Section A (1) (a) (3) of the coverage portion of the policy provides that covered accidents
include, "Explosion, other than combustion explosion, of steam boilers, steam piping, steam
engines or steam turbines."
The cause of the loss at issue has not been established with certainty. The "Definitions" section of the policy does not define explosion," combustion explosion," backfire," or misfire." The rule is clear that terms contained in an insurance policy are to be accorded their everyday, commonsense meanings (see Pepsico, Inc.,13 AD3d at 600). Where the evidence is disputed as to the meaning or applicability of terms of an insurance policy, the issue should be settled by reference to the intentions of the parties, which is a question of fact (see e.g. Pan Am.

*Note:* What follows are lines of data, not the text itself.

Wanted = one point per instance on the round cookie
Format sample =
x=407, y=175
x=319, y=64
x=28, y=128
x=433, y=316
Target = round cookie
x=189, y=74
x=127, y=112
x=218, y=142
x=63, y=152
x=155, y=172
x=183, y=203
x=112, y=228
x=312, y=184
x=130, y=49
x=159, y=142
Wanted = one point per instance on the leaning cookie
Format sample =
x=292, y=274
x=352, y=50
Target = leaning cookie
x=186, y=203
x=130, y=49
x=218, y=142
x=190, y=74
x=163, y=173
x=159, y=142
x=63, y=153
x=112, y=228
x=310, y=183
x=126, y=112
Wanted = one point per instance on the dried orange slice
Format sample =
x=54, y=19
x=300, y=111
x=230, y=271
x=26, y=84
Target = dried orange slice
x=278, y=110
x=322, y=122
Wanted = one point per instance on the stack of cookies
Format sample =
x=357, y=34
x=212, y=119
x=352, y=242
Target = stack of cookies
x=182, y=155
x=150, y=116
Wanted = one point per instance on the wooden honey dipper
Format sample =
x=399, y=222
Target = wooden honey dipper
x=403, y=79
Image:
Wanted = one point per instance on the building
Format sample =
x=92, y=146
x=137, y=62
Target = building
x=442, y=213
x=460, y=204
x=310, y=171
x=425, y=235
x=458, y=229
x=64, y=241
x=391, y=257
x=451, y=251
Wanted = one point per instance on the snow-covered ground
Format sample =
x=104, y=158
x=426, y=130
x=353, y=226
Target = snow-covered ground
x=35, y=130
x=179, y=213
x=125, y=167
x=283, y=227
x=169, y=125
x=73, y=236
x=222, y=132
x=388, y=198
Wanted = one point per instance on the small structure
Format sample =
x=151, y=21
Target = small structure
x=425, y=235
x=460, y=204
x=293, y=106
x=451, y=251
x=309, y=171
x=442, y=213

World Airways, 505 F2d at 1006; 10A Couch on Insurance 3d §§ 150:7, 150:21; see also Thomas J. Lipton, Inc., 34 NY2d at 361).Although the policy here excluded both direct and indirect damage from "combustion explosion" and any other explosions," except as otherwise provided, we conclude that it is unclear whether the parties intended by this language to exclude coverage for damages from the backfire" that is believed to have caused plaintiff's losses. In view of the foregoing, the District Court's order is modified by vacating the provision granting defendant's motion for summary judgment dismissing the complaint and by providing that defendant's motion is denied.
Molia, J.P., Scheinkman and LaCava, JJ., concur.